The people of Iran are incensed that the West agitates against their right to acquire and use nuclear installations for domestic, peaceful purposes. They have been schooled to believe that Israel's possession of nuclear weapons poses a real threat to their existence. And as such, it makes perfectly good sense to them that they too be in possession of weapons of mass destruction.

It has somehow eluded them that Israel has never expressed an intent to attack Iran - until Iran's leaders felt compelled to utter, on the world stage, their intent to destroy Israel. What Iran's less intransigently religious population, the educated, the 70% of Iranians under 30 years of age, and its women resent is the lack of human rights imposed on them by a rigid authoritarian government.

Their vote for Mir Hossein Mousavi, the main competitor against Mahmoud Ahmadinejad was a vote to lift the repressive restrictions on daily life of Iranians, particularly student dissidents and women. Whether they're quite as concerned with the well-being of the Baha'i, or Iranian homosexuals is open for discussion.

But the resolve of a majority of the population to change the presidency has been met with an obscene resistance.

Ayatollah Ali Khamenei is fond of presenting his country as one, although fundamentally religious, still respectful enough of its population to adopt and to enshrine 'democracy' in the form of free and fair elections. This is what most Iranians truly want, democratic elections, to install politicians who will reflect their more relaxed, civilized values and priorities.

The carnival atmosphere of anticipation of change that permeated the country prior to the presidential vote was an exercise in naivety.

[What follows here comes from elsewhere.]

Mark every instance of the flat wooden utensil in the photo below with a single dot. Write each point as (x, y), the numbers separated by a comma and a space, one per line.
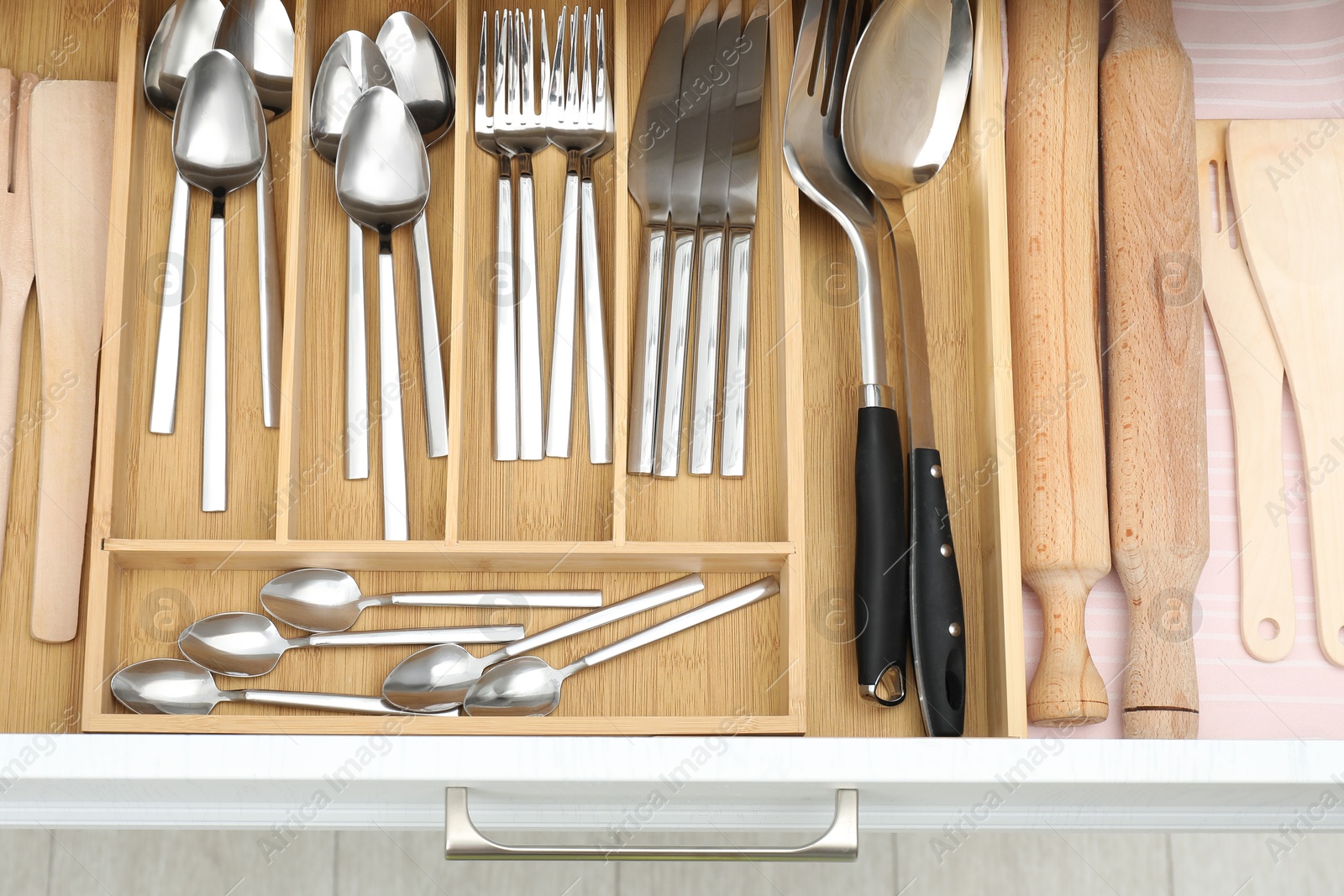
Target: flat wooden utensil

How democratic could a vote be when the candidates were previously vetted, and had to gain acceptance by the Guardians Council before running for office to begin with? Only those deemed to be sufficiently in tune with the regime's rigid theocratic values were approved.

In point of fact, none of the four candidates could be termed 'reformist' in direction. It was only the wife of the second-leading candidate that could be remotely deemed to be reformist. Insisting on freedom for women from increasing religious repression. And since 49% of the voting public are women, that would garner quite a few votes. The vote was, in any event, a foregone conclusion.

Well before voting day Ayatollah Khamenei expressed his will that Mahmoud Ahmadinejad be returned to office. He is, after all, the president's puppet-master. He represented the inanely absurd vote-count as "a divine assessment", urging voters to support God's will by electing Mr. Ahmadinejad. A president who has since darkly warned those rebelling against the illicit election outcome that there will no longer be a place for them in Iran.

Votes to be hand-counted, ballot by ballot. Miraculously a mere six hours after the election had concluded it was declared that Mahmoud Ahmadinejad had gained well over 60% of the votes, even in areas where it was logical that he would have no support; in the home towns of his adversaries he carried the day there too. Where all those votes came from is unclear.

There were raids on university campuses, students taken to prison, and nothing has since been heard of them. Hundreds of thousands of irate Iranians have taken to the streets in protest. Unauthorized protests, where police and guardsmen have been beating people, and where many have been severely injured, and seven protesters to date, have been killed.

Mr. Mousavi's campaign newspaper, in which he published documented evidence of election fraud, where he claims over ten million votes in the election were missing national identification numbers, making the ballots "untraceable", has been censored by the government, and cannot be distributed. His Web site complaining about security forces' interference has been blocked.

Were Mr. Mousavi to have replaced Mr. Ahmadinejad not much would have changed in Iran other than a lightening of the repressive measures taken against society, mostly female society. The hard-line Islamist Republic of Iran would continue its provocations, its insistence that it is entitled to acquiring domestic nuclear proficiency.

While at the same time it calls for the destruction of Israel and imaginatively highlights that position with artwork of nuclear detonations. That, however, is not an issue in the Iranian mass mind.